Strong speculation persists that the Guardian is set to undertake one of its most dramatic shifts in its history as it intends to move away from the current Berliner format to a more traditional tabloid style in order to cut costs.
According to reports, which have yet to be confirmed officially, the move by the last UK publication to print in the format will aim to fall in line with more traditional printing, and will also see it outsource that function to Trinity Mirror.
The Drum spoke to a number of senior media professionals for their reaction to the move.
Nick Baughan, chief executive officer, Maxus UK
This feels like an extremely sensible and pragmatic measure for the Guardian to take. The risk of alienating existing print readers by a format change is minimal and the market will welcome more standardisation.
Pippa Glucklich, chief executive, Starcom UK
Although unconfirmed, if true this makes a lot of sense for the Guardian brand. It allows them to present their brand of journalism in a more modern and financially viable print format, while creating even greater space for them to invest in their digital first approach, where they have had some success amongst an increasingly engaged and global audience.
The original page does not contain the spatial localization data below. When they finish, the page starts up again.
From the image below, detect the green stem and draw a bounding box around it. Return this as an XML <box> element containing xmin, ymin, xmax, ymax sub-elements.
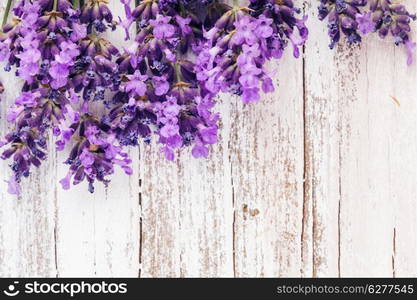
<box><xmin>53</xmin><ymin>0</ymin><xmax>58</xmax><ymax>11</ymax></box>
<box><xmin>174</xmin><ymin>61</ymin><xmax>182</xmax><ymax>83</ymax></box>
<box><xmin>2</xmin><ymin>0</ymin><xmax>13</xmax><ymax>27</ymax></box>
<box><xmin>73</xmin><ymin>0</ymin><xmax>80</xmax><ymax>10</ymax></box>
<box><xmin>179</xmin><ymin>2</ymin><xmax>185</xmax><ymax>16</ymax></box>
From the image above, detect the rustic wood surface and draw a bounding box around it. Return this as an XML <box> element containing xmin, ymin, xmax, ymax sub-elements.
<box><xmin>0</xmin><ymin>0</ymin><xmax>416</xmax><ymax>277</ymax></box>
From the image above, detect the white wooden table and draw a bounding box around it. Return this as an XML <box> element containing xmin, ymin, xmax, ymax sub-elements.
<box><xmin>0</xmin><ymin>0</ymin><xmax>416</xmax><ymax>277</ymax></box>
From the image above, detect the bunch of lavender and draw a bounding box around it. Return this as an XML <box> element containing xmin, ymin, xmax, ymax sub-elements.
<box><xmin>59</xmin><ymin>115</ymin><xmax>132</xmax><ymax>194</ymax></box>
<box><xmin>0</xmin><ymin>0</ymin><xmax>82</xmax><ymax>194</ymax></box>
<box><xmin>61</xmin><ymin>0</ymin><xmax>133</xmax><ymax>192</ymax></box>
<box><xmin>109</xmin><ymin>0</ymin><xmax>220</xmax><ymax>160</ymax></box>
<box><xmin>318</xmin><ymin>0</ymin><xmax>416</xmax><ymax>65</ymax></box>
<box><xmin>195</xmin><ymin>0</ymin><xmax>308</xmax><ymax>104</ymax></box>
<box><xmin>0</xmin><ymin>0</ymin><xmax>130</xmax><ymax>194</ymax></box>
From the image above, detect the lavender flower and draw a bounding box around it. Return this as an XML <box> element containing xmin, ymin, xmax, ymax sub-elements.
<box><xmin>0</xmin><ymin>0</ymin><xmax>125</xmax><ymax>194</ymax></box>
<box><xmin>110</xmin><ymin>0</ymin><xmax>220</xmax><ymax>160</ymax></box>
<box><xmin>195</xmin><ymin>0</ymin><xmax>308</xmax><ymax>104</ymax></box>
<box><xmin>60</xmin><ymin>116</ymin><xmax>132</xmax><ymax>193</ymax></box>
<box><xmin>319</xmin><ymin>0</ymin><xmax>416</xmax><ymax>64</ymax></box>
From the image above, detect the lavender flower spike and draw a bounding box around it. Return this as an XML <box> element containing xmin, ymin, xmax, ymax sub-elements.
<box><xmin>319</xmin><ymin>0</ymin><xmax>416</xmax><ymax>65</ymax></box>
<box><xmin>195</xmin><ymin>0</ymin><xmax>308</xmax><ymax>104</ymax></box>
<box><xmin>0</xmin><ymin>0</ymin><xmax>124</xmax><ymax>194</ymax></box>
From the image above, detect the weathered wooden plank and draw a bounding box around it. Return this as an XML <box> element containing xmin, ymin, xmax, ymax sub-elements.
<box><xmin>212</xmin><ymin>0</ymin><xmax>304</xmax><ymax>279</ymax></box>
<box><xmin>0</xmin><ymin>2</ymin><xmax>58</xmax><ymax>277</ymax></box>
<box><xmin>304</xmin><ymin>0</ymin><xmax>417</xmax><ymax>277</ymax></box>
<box><xmin>390</xmin><ymin>12</ymin><xmax>417</xmax><ymax>276</ymax></box>
<box><xmin>54</xmin><ymin>1</ymin><xmax>141</xmax><ymax>277</ymax></box>
<box><xmin>55</xmin><ymin>148</ymin><xmax>141</xmax><ymax>277</ymax></box>
<box><xmin>230</xmin><ymin>53</ymin><xmax>304</xmax><ymax>277</ymax></box>
<box><xmin>140</xmin><ymin>98</ymin><xmax>235</xmax><ymax>277</ymax></box>
<box><xmin>302</xmin><ymin>0</ymin><xmax>345</xmax><ymax>277</ymax></box>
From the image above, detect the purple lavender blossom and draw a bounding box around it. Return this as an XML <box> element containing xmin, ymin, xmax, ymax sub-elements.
<box><xmin>195</xmin><ymin>0</ymin><xmax>308</xmax><ymax>104</ymax></box>
<box><xmin>0</xmin><ymin>0</ymin><xmax>124</xmax><ymax>194</ymax></box>
<box><xmin>356</xmin><ymin>12</ymin><xmax>375</xmax><ymax>34</ymax></box>
<box><xmin>111</xmin><ymin>0</ymin><xmax>220</xmax><ymax>160</ymax></box>
<box><xmin>60</xmin><ymin>117</ymin><xmax>132</xmax><ymax>192</ymax></box>
<box><xmin>319</xmin><ymin>0</ymin><xmax>416</xmax><ymax>64</ymax></box>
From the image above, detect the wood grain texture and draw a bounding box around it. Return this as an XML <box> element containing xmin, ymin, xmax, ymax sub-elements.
<box><xmin>230</xmin><ymin>52</ymin><xmax>304</xmax><ymax>277</ymax></box>
<box><xmin>0</xmin><ymin>0</ymin><xmax>416</xmax><ymax>278</ymax></box>
<box><xmin>139</xmin><ymin>98</ymin><xmax>234</xmax><ymax>277</ymax></box>
<box><xmin>304</xmin><ymin>0</ymin><xmax>417</xmax><ymax>277</ymax></box>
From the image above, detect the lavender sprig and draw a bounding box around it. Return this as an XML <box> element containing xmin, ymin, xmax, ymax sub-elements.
<box><xmin>195</xmin><ymin>0</ymin><xmax>308</xmax><ymax>104</ymax></box>
<box><xmin>0</xmin><ymin>0</ymin><xmax>85</xmax><ymax>194</ymax></box>
<box><xmin>60</xmin><ymin>114</ymin><xmax>132</xmax><ymax>193</ymax></box>
<box><xmin>319</xmin><ymin>0</ymin><xmax>416</xmax><ymax>65</ymax></box>
<box><xmin>111</xmin><ymin>0</ymin><xmax>220</xmax><ymax>160</ymax></box>
<box><xmin>0</xmin><ymin>0</ymin><xmax>130</xmax><ymax>194</ymax></box>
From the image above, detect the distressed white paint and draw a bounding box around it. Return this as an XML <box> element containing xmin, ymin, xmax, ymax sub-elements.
<box><xmin>0</xmin><ymin>0</ymin><xmax>416</xmax><ymax>277</ymax></box>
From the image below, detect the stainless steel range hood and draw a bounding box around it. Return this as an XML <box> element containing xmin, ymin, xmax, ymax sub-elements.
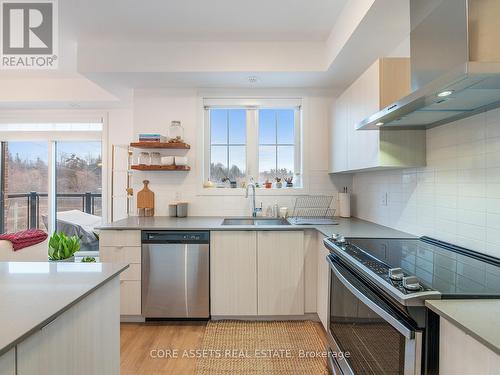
<box><xmin>358</xmin><ymin>0</ymin><xmax>500</xmax><ymax>130</ymax></box>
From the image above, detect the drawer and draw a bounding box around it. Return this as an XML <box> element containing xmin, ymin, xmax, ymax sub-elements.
<box><xmin>100</xmin><ymin>246</ymin><xmax>141</xmax><ymax>264</ymax></box>
<box><xmin>120</xmin><ymin>263</ymin><xmax>141</xmax><ymax>281</ymax></box>
<box><xmin>120</xmin><ymin>280</ymin><xmax>141</xmax><ymax>315</ymax></box>
<box><xmin>100</xmin><ymin>230</ymin><xmax>141</xmax><ymax>247</ymax></box>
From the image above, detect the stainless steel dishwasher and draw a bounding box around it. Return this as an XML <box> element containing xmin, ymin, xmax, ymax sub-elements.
<box><xmin>142</xmin><ymin>231</ymin><xmax>210</xmax><ymax>319</ymax></box>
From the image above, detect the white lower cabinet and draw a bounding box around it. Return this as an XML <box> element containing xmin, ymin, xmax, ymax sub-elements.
<box><xmin>17</xmin><ymin>277</ymin><xmax>120</xmax><ymax>375</ymax></box>
<box><xmin>100</xmin><ymin>230</ymin><xmax>142</xmax><ymax>317</ymax></box>
<box><xmin>210</xmin><ymin>230</ymin><xmax>304</xmax><ymax>317</ymax></box>
<box><xmin>210</xmin><ymin>231</ymin><xmax>257</xmax><ymax>316</ymax></box>
<box><xmin>316</xmin><ymin>233</ymin><xmax>330</xmax><ymax>331</ymax></box>
<box><xmin>0</xmin><ymin>349</ymin><xmax>15</xmax><ymax>375</ymax></box>
<box><xmin>440</xmin><ymin>318</ymin><xmax>500</xmax><ymax>374</ymax></box>
<box><xmin>257</xmin><ymin>231</ymin><xmax>304</xmax><ymax>316</ymax></box>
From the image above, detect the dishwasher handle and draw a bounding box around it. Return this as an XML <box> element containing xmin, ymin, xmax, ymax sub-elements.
<box><xmin>142</xmin><ymin>231</ymin><xmax>210</xmax><ymax>244</ymax></box>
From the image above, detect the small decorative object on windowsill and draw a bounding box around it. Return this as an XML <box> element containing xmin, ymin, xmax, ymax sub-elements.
<box><xmin>81</xmin><ymin>256</ymin><xmax>96</xmax><ymax>263</ymax></box>
<box><xmin>264</xmin><ymin>179</ymin><xmax>272</xmax><ymax>189</ymax></box>
<box><xmin>275</xmin><ymin>177</ymin><xmax>282</xmax><ymax>188</ymax></box>
<box><xmin>284</xmin><ymin>176</ymin><xmax>293</xmax><ymax>188</ymax></box>
<box><xmin>230</xmin><ymin>180</ymin><xmax>237</xmax><ymax>188</ymax></box>
<box><xmin>48</xmin><ymin>232</ymin><xmax>81</xmax><ymax>262</ymax></box>
<box><xmin>203</xmin><ymin>179</ymin><xmax>215</xmax><ymax>188</ymax></box>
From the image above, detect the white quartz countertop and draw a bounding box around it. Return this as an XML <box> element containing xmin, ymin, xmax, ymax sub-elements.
<box><xmin>0</xmin><ymin>262</ymin><xmax>128</xmax><ymax>356</ymax></box>
<box><xmin>426</xmin><ymin>299</ymin><xmax>500</xmax><ymax>356</ymax></box>
<box><xmin>98</xmin><ymin>216</ymin><xmax>414</xmax><ymax>239</ymax></box>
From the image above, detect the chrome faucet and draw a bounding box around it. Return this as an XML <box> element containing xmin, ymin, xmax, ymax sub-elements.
<box><xmin>245</xmin><ymin>179</ymin><xmax>257</xmax><ymax>217</ymax></box>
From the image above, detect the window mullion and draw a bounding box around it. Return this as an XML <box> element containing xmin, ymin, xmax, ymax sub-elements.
<box><xmin>48</xmin><ymin>141</ymin><xmax>56</xmax><ymax>234</ymax></box>
<box><xmin>247</xmin><ymin>109</ymin><xmax>258</xmax><ymax>181</ymax></box>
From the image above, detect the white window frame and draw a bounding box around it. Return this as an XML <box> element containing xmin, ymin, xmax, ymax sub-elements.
<box><xmin>199</xmin><ymin>98</ymin><xmax>306</xmax><ymax>196</ymax></box>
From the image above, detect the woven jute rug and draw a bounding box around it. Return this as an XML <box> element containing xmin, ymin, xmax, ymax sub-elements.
<box><xmin>195</xmin><ymin>320</ymin><xmax>328</xmax><ymax>375</ymax></box>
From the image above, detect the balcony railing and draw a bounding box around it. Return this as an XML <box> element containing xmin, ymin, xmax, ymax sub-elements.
<box><xmin>0</xmin><ymin>192</ymin><xmax>102</xmax><ymax>233</ymax></box>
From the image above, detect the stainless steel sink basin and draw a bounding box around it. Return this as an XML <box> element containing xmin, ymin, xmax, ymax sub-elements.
<box><xmin>221</xmin><ymin>218</ymin><xmax>255</xmax><ymax>225</ymax></box>
<box><xmin>221</xmin><ymin>218</ymin><xmax>290</xmax><ymax>226</ymax></box>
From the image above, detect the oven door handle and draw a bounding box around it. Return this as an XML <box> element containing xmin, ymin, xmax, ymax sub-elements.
<box><xmin>328</xmin><ymin>257</ymin><xmax>415</xmax><ymax>339</ymax></box>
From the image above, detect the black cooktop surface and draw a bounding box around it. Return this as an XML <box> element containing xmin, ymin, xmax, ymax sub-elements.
<box><xmin>345</xmin><ymin>237</ymin><xmax>500</xmax><ymax>298</ymax></box>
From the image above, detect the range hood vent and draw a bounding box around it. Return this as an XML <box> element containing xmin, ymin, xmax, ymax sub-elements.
<box><xmin>358</xmin><ymin>0</ymin><xmax>500</xmax><ymax>130</ymax></box>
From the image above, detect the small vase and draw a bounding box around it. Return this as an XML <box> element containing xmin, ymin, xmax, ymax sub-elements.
<box><xmin>286</xmin><ymin>182</ymin><xmax>293</xmax><ymax>188</ymax></box>
<box><xmin>264</xmin><ymin>182</ymin><xmax>272</xmax><ymax>189</ymax></box>
<box><xmin>276</xmin><ymin>182</ymin><xmax>282</xmax><ymax>188</ymax></box>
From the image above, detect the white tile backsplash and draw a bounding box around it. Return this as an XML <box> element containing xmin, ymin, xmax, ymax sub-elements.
<box><xmin>353</xmin><ymin>107</ymin><xmax>500</xmax><ymax>258</ymax></box>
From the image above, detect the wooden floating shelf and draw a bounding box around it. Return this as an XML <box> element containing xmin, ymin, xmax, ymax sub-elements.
<box><xmin>130</xmin><ymin>141</ymin><xmax>190</xmax><ymax>149</ymax></box>
<box><xmin>131</xmin><ymin>165</ymin><xmax>191</xmax><ymax>171</ymax></box>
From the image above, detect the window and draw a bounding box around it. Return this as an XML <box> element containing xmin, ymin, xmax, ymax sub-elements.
<box><xmin>258</xmin><ymin>109</ymin><xmax>296</xmax><ymax>182</ymax></box>
<box><xmin>205</xmin><ymin>100</ymin><xmax>301</xmax><ymax>189</ymax></box>
<box><xmin>209</xmin><ymin>109</ymin><xmax>247</xmax><ymax>185</ymax></box>
<box><xmin>0</xmin><ymin>122</ymin><xmax>103</xmax><ymax>252</ymax></box>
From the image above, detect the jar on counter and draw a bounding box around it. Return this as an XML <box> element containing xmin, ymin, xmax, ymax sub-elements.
<box><xmin>150</xmin><ymin>152</ymin><xmax>161</xmax><ymax>165</ymax></box>
<box><xmin>138</xmin><ymin>152</ymin><xmax>150</xmax><ymax>165</ymax></box>
<box><xmin>169</xmin><ymin>121</ymin><xmax>184</xmax><ymax>142</ymax></box>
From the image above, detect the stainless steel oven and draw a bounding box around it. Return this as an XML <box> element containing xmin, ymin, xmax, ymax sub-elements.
<box><xmin>327</xmin><ymin>254</ymin><xmax>422</xmax><ymax>375</ymax></box>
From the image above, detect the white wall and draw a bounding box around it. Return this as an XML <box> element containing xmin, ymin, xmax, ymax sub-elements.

The recent election result arguably puts them in a strong position given their political differentiation in the marketplace; therefore modernising their print format may well help widen their appeal to a new breed of reader.
Chris Hirst, chief executive UK and Europe, Havas
The Guardian is now a globally distinctive brand, but a brand still resting on an increasingly shaky foundation - UK print sales. This move is clearly driven by cost, and for millions who only access it online, will be almost unnoticed. However, the bigger question is, does this cost saving simply delay the day when a more fundamental and imaginative solution will be needed to keep the brand alive.
Richard Cross, associate director investment, MediaCom
With Guardian News Media (GNM) looking to further reduce their substantial annual losses the decision to outsource the printing of their newspapers and the subsequent reduction to a standard tabloid format is logical beyond question. GNM are in the midst of a three-year plan to achieve financial sustainability so this was an obvious course of action to take and one we hope can help stem the losses that have become a standard part of the narrative for GMG over the past decade or so.
When the Berliner size launched the Guardian was still selling well over 350,000 copies daily. At the time it was reported members of the Scott Trust wanted to go straight to tabloid format but this was rejected by Alan Rusbridger. It has proven to be an extravagance that did not deliver and the £62m printing presses that will lie dormant are another expensive symbol of the gambles made by the former regime. I am sure there will be a buyer somewhere on the continent for the actual presses but no doubt the losses will be savage for an 11 year dalliance with the Berliner.
When it was selling significant numbers, the USP that the Berliner format provided was very much thought of as a positive by agencies and client alike. It was something different and innovative in a market that had taken to downsizing formats to seek a viable future. That they had made such an outlay on presses was seen as a gamble at the time but there was a confidence that the format and the new paper technologies that came with it would pay for itself. The fact that the Guardian then adopted a ‘digital first’ strategy in 2011 highlights the contradictory thinking that has plagued GNM.
The fact that they are not working with News UK in their state of the art Broxbourne site is a surprise but also not a surprise – no self-respecting Guardianista can be seen to be supporting the Murdoch empire in any possible way.
Steven Ballinger, managing director, Amplifi
Reducing printing and production costs is a sensible business decision by the Guardian . It will help to make their business more financially sustainable in the longer term and mean they can continue to invest in good quality journalism. This can only be a good thing for clients and consumers.